DISTOPIAS Y UTOPIAS

Distopía es el término opuesto a utopía. Como tal, designa un tipo de mundo imaginario, recreado en la literatura o el cine, que se considera indeseable.Por el contrario, el término utopía fue acuñado por Tomás Moro para describir una sociedad ideal, y por lo tanto inexistente: el término también procede del griego, denominándolo como que “no hay tal lugar”.


El comienzo de 2020, que en este mes ha visto la fecha capicúa y palíndromo que no se repetirá hasta dentro de 101 años (02/02/2020) se nos ha presentado como el fin de la utopía y la bienvenida a la distopia.
Me explicaré mejor. Aires de recesión, la inteligencia artificial ya de lleno en nuestras vidas, la irrupción del “corona virus”, la suspensión del congreso móviles de Barcelona, los Oscar para una película de habla no inglesa y que se denomina “parásitos”, el “impeachment” fallido a Trump, los lingotes de oro de Venezuela viajando hacia Aruba (verdadero o falso).

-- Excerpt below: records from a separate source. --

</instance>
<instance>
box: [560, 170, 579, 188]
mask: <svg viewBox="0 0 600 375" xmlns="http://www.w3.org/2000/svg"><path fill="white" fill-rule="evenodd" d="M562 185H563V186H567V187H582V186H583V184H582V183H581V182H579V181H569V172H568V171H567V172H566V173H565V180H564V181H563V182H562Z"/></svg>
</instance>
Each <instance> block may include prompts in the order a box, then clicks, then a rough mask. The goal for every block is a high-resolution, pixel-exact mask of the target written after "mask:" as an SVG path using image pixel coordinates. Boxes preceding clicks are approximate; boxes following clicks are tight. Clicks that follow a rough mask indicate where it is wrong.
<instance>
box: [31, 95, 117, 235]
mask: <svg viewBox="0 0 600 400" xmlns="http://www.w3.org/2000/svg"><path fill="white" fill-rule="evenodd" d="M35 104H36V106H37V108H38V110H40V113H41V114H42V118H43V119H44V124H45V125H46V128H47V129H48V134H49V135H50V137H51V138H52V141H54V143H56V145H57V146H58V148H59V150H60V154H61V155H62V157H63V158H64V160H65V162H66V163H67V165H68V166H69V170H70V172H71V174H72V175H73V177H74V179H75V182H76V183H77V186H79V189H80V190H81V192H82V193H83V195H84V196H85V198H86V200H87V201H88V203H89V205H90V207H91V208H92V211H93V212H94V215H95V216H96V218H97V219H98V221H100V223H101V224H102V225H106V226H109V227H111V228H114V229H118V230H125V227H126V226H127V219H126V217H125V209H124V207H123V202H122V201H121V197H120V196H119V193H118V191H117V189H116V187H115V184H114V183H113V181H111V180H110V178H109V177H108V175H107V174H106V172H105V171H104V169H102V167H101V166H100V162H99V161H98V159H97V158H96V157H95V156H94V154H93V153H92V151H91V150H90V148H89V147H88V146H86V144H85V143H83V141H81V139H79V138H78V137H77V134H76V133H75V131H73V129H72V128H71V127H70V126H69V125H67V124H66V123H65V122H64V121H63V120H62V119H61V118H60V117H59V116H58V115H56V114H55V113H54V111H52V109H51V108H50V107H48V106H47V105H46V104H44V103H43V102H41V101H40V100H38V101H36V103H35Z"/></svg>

La realidad, dicen que supera a la ficción, pero en verdad no tiene nada que ver la realidad que vivimos cada día los pobres mortales con todas estas intrigas que mas parecen de una película de serie B que de lo que debería ser nuestro día a día. ¡Luego se extrañan de porque los ciudadan@s se desenganchan de la política y algunos hasta de la sociedad!
No nos dejan otro remedio.
Siempre se habló de utopía como algo idílico e inalcanzable y que mejoraría la vida de la humanidad en general y la de cada uno en particular. El ataque al medio ambiente constante y el miedo a que la humanidad haya empezado su destrucción ya no es solo la imagen de una película.
Con este panorama, es obligado llegar a la conclusión que desde que hemos abandonado la utopía nos va peor a tod@s. Muy difícil vivir sin utopía porque equivale a vivir sin ilusión asumiendo que tenemos lo que nos toca sin dar lugar a lo irrealizable.
En esta tesitura nos debatimos cada día con las noticias del recién gobierno constituido en el país, que se supone que debería gustar a la mayoría porque así ha votado pero que sigue recreándose en muchos preámbulos y hasta que no se aprueben los presupuestos nadie les tomaremos en serio.
En paralelo nuestro Ayuntamiento de Tres Cantos anuncia un superávit de mas de, 4,5 millones de euros. Se nos antoja una cantidad muy elevada para lo que se ve en la ciudad. El gobierno lo achaca a la rigurosa gestión del gasto, pero lo que se traduce en verdad es que el dinero, nuestro dinero, no llega a los vecin@s y que la función de un gobierno no es amasar dinero sino gestionarlo para cubrir las necesidades de todos y todas.
En la utopía nos gustaría un Tres Cantos vivo, en el que se recupere la participación de los vecinos de una manera activa en la gestión y no solo el seguidismo, junto con el mítico origen de la ciudad tricantina, “una ciudad para vivir y para trabajar”, con una carretera que no sea un agujero negro, con unos transportes que nos hagan la vida mas fácil, con unas viviendas que no sean para pseudo millonarios y para inversores que especulan.
En la distopia que cada vez se nos acerca más, no solo es que esta sea la realidad, sino que no podremos saber a ciencia cierta si esto es lo que quiere la mayoría o si por el contrario se ha creado el clima de que así debe ser y nada ni nadie lo va a cambiar.
El gobierno local que dirige el PP es cierto que está dejando una ciudad bonita estéticamente, pero la política del “envoltorio mediático” es la que necesita Tres Cantos o por el contrario la política local, la más cercana a los vecinos, debería abrir ya el debate de como conjugar el nuevo Tres Cantos con el antiguo Tres Cantos.
Utopía vs Distopia. ¿Eres de soñar o de que los sueños, solo son eso?